Malicious Spamming technique

A directory harvest attack (DHA) is a technique used by spammers in an attempt to find valid/existent e-mail addresses at a domain by using brute force. The attack is usually carried out by way of a standard dictionary attack, where valid e-mail addresses are found by brute force guessing valid e-mail addresses at a domain using different permutations of common usernames. These attacks are more effective for finding e-mail addresses of companies since they are likely to have a standard format for official e-mail aliases (i.e. jdoe@example.domain, johnd@example.domain, or johndoe@example.domain).

There are two main techniques for generating the addresses that a DHA targets. In the first, the spammer creates a list of all possible combinations of letters and numbers up to a maximum length and then appends the domain name. This would be described as a standard brute force attack. This technique would be impractical for usernames longer than 5-7 characters. For example, one would have to try 36^{8} (nearly 3 trillion) e-mail addresses to exhaust all 8-character sequences.

The other, more targeted technique, is to create a list that combines common first name and surnames and initials (as in the example above). This would be considered a standard dictionary attack when guessing usernames for e-mail addresses. The success of a directory harvest attack relies on the recipient e-mail server rejecting e-mail sent to invalid recipient e-mail addresses during the Simple Mail Transfer Protocol (SMTP) session. Any addresses to which email is accepted are considered valid and are added to the spammer's list (which is commonly sold between spammers). Although the attack could also rely on Delivery Status Notifications (DSNs) to be sent to the sender address to notify of delivery failures, directory harvest attacks likely don't use a valid sender e-mail address.

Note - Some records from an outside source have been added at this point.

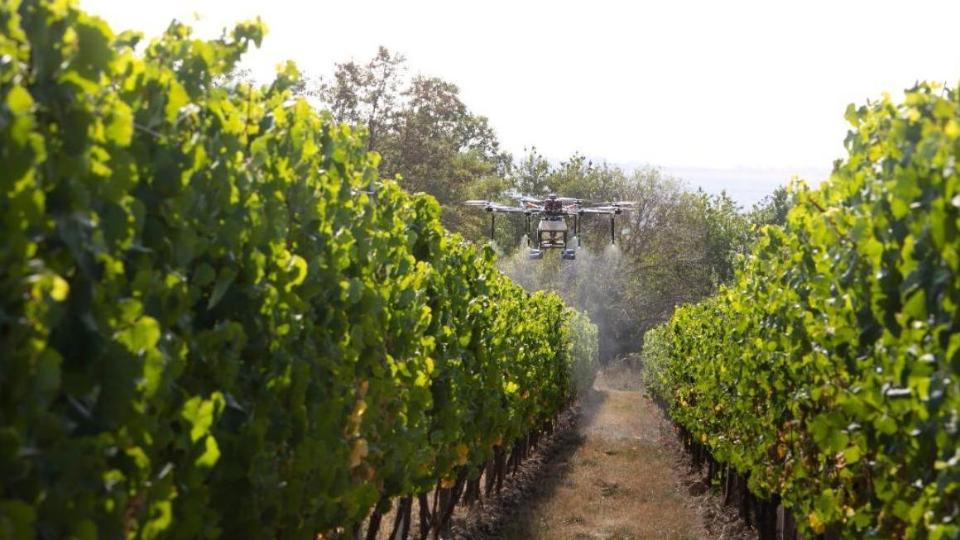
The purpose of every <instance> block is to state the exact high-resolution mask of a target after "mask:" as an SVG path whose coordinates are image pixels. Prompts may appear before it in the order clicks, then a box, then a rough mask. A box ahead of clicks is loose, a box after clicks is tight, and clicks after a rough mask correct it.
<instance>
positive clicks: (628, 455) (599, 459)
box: [502, 376, 711, 540]
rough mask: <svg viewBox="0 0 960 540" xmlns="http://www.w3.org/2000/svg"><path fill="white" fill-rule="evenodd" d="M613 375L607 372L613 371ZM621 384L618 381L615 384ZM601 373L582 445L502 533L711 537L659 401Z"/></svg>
mask: <svg viewBox="0 0 960 540" xmlns="http://www.w3.org/2000/svg"><path fill="white" fill-rule="evenodd" d="M608 378H609V376H608ZM611 382H614V383H616V382H618V381H611ZM610 386H611V384H608V380H607V379H606V378H604V377H602V376H601V378H600V379H599V380H598V381H597V385H596V387H595V388H596V393H595V394H594V395H593V396H592V397H591V399H590V400H589V402H588V403H585V406H584V412H583V424H582V425H581V429H580V432H581V434H582V437H581V440H580V441H579V445H578V447H577V448H576V449H575V451H573V452H572V454H570V455H569V457H568V459H567V461H566V462H565V463H563V462H561V463H553V464H551V465H552V466H553V467H556V468H557V469H558V470H557V471H556V473H560V475H561V476H560V477H559V478H552V479H551V480H552V481H554V482H555V485H554V486H552V487H553V489H552V490H551V491H552V492H550V493H545V494H544V495H545V496H543V497H540V500H539V501H536V502H535V503H534V504H532V505H530V506H529V508H528V509H527V510H526V511H524V512H518V515H517V516H516V518H515V519H514V520H513V521H512V523H509V524H506V525H505V527H504V530H503V531H502V532H503V534H504V537H506V538H513V539H518V540H519V539H527V538H542V539H554V538H557V539H560V538H564V539H565V538H584V539H586V538H611V539H612V538H623V539H626V538H708V537H710V536H711V535H709V534H708V533H707V531H706V529H705V528H704V526H703V524H702V518H701V515H700V513H699V512H698V510H697V505H698V500H697V499H696V498H694V497H691V496H690V495H688V494H687V493H685V490H684V488H683V486H682V483H681V482H680V481H679V478H680V477H681V476H682V475H683V472H682V471H680V470H678V465H680V464H679V463H678V455H677V452H679V448H678V447H677V446H676V445H675V444H670V443H671V442H672V434H671V433H670V430H669V426H667V425H665V423H664V422H663V420H662V417H661V416H660V414H659V412H658V411H657V410H656V408H655V406H654V404H653V403H652V402H651V401H650V400H648V399H646V398H645V397H644V396H643V394H642V392H640V391H637V390H615V389H612V388H610Z"/></svg>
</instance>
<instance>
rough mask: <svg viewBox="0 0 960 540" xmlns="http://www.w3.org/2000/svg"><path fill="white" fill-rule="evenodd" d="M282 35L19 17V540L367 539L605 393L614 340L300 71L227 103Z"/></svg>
mask: <svg viewBox="0 0 960 540" xmlns="http://www.w3.org/2000/svg"><path fill="white" fill-rule="evenodd" d="M263 32H264V28H263V26H262V25H261V24H260V23H259V22H254V23H249V24H242V25H240V26H237V27H236V29H234V30H233V31H232V32H230V33H226V34H225V35H224V36H223V37H222V38H221V39H218V40H214V41H201V40H197V39H194V38H192V37H191V35H190V30H189V28H187V27H185V26H183V25H180V24H173V25H171V26H170V28H169V30H168V31H167V33H166V34H165V35H164V36H163V37H162V38H161V39H159V40H157V41H154V42H153V43H151V44H149V45H148V46H146V48H145V49H143V52H142V53H137V52H135V47H136V46H137V42H138V39H139V37H138V36H136V35H132V34H121V35H119V36H117V35H114V34H113V33H112V32H111V30H110V29H109V28H108V27H107V25H106V24H105V23H104V22H103V21H101V20H100V19H97V18H95V17H91V16H89V15H87V14H85V13H83V12H82V11H79V10H78V9H76V8H75V7H74V6H73V4H72V3H70V2H56V1H39V0H12V1H8V2H4V3H3V4H2V5H0V163H2V164H3V165H2V167H0V191H2V194H3V196H2V197H0V227H2V235H0V479H2V482H0V538H18V539H23V538H32V537H41V538H61V537H68V536H76V537H79V538H97V537H106V538H117V537H122V536H138V537H144V538H153V537H158V536H164V537H174V538H200V537H219V536H234V537H244V538H247V537H312V536H313V535H314V534H316V533H318V532H323V531H328V530H331V529H334V528H336V527H349V526H351V525H352V524H355V523H358V522H359V521H361V520H362V519H363V518H364V517H365V516H366V515H367V514H368V512H369V510H370V508H371V507H372V506H373V505H374V504H375V503H378V502H379V501H384V500H389V498H390V497H394V496H402V495H410V494H416V493H422V492H424V491H426V490H427V489H429V488H431V487H433V486H434V485H436V484H437V482H438V481H439V482H441V483H443V482H445V481H449V479H451V478H453V477H455V476H457V475H460V474H463V472H464V471H468V470H469V471H470V472H469V474H471V475H475V474H477V473H478V470H479V468H478V467H479V465H480V464H483V463H485V462H486V461H487V460H488V459H489V458H490V456H491V454H492V453H493V452H494V450H495V449H498V448H503V447H505V446H507V445H510V444H511V443H512V441H514V440H517V439H518V438H519V437H521V436H522V435H524V434H525V433H527V432H528V431H530V430H531V429H533V428H535V427H537V426H538V425H540V424H541V423H543V422H544V421H545V420H548V419H550V418H552V417H553V415H555V414H556V413H557V411H558V410H559V409H560V408H561V407H563V405H564V404H565V403H566V402H567V401H568V400H569V398H570V397H571V396H572V394H573V393H574V392H575V387H576V386H577V385H578V384H579V385H582V384H584V383H583V379H585V378H586V377H587V376H588V375H589V373H590V372H591V370H592V363H593V362H595V361H596V329H595V327H593V326H592V325H591V324H590V322H589V321H588V320H586V319H585V318H584V317H583V316H581V315H578V314H575V313H573V312H572V311H570V310H569V308H567V307H565V306H564V304H563V303H562V301H561V300H560V299H559V297H557V296H556V295H554V294H548V293H536V294H528V293H526V292H524V291H523V290H522V289H520V287H519V286H517V285H515V284H513V283H512V282H511V281H510V280H509V279H507V278H506V277H504V276H503V275H502V274H501V273H500V272H499V271H497V270H496V269H495V267H494V263H493V255H492V252H491V250H489V248H478V247H475V246H472V245H469V244H466V243H464V242H463V241H461V240H460V238H459V237H457V236H454V235H450V234H448V233H446V232H445V231H444V229H443V228H442V227H441V224H440V221H439V212H440V209H439V206H438V205H437V203H436V202H435V201H434V200H433V199H432V198H431V197H429V196H424V195H421V196H413V197H411V196H409V195H407V194H406V193H404V192H403V191H402V190H401V189H400V188H399V187H398V186H397V184H396V183H394V182H392V181H381V180H379V179H378V175H377V169H376V166H377V159H378V158H377V156H376V155H375V154H370V153H367V151H366V150H367V148H366V141H365V140H364V139H363V138H362V137H361V136H358V135H357V134H356V132H353V131H351V130H350V129H348V128H347V127H344V126H339V125H336V124H335V123H334V122H332V121H331V119H330V117H329V116H327V115H324V114H318V113H316V112H315V111H314V110H313V109H312V108H311V107H310V106H309V105H308V104H307V103H306V102H305V101H303V100H300V99H294V96H293V94H292V90H291V89H293V88H296V87H297V85H298V77H297V73H296V70H295V68H294V67H293V66H292V65H288V66H287V67H286V68H285V69H284V70H283V71H282V72H281V73H280V74H279V75H278V76H277V78H276V80H275V81H274V82H273V83H272V84H270V85H269V86H265V87H262V88H256V87H253V86H251V85H248V84H243V83H230V82H229V78H228V77H226V75H227V74H228V73H230V72H231V71H232V70H233V69H234V67H235V65H236V63H237V61H238V59H239V58H240V57H241V55H242V54H243V53H244V51H246V50H247V48H248V47H249V46H250V45H254V44H259V43H260V40H261V38H262V35H263ZM224 81H228V82H227V83H226V84H225V83H224ZM578 378H579V379H578Z"/></svg>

The actual e-mail message generated to the recipient addresses will usually be a short random phrase such as "hello", so as not to trigger a spam filter. The actual content that is to be advertised will be sent in a later campaign to just the valid email addresses.

One theory is that spammers also use DHAs to disseminate spam, and not just to collect email addresses for a later spam campaign. Using the method in this way, similar to a paper-based leaflet drop, the sender achieves the goal based on sheer volume, and not on accuracy of delivery. Using this method, the message would likely contain the content that the spammer is advertising, and not a short random phrase.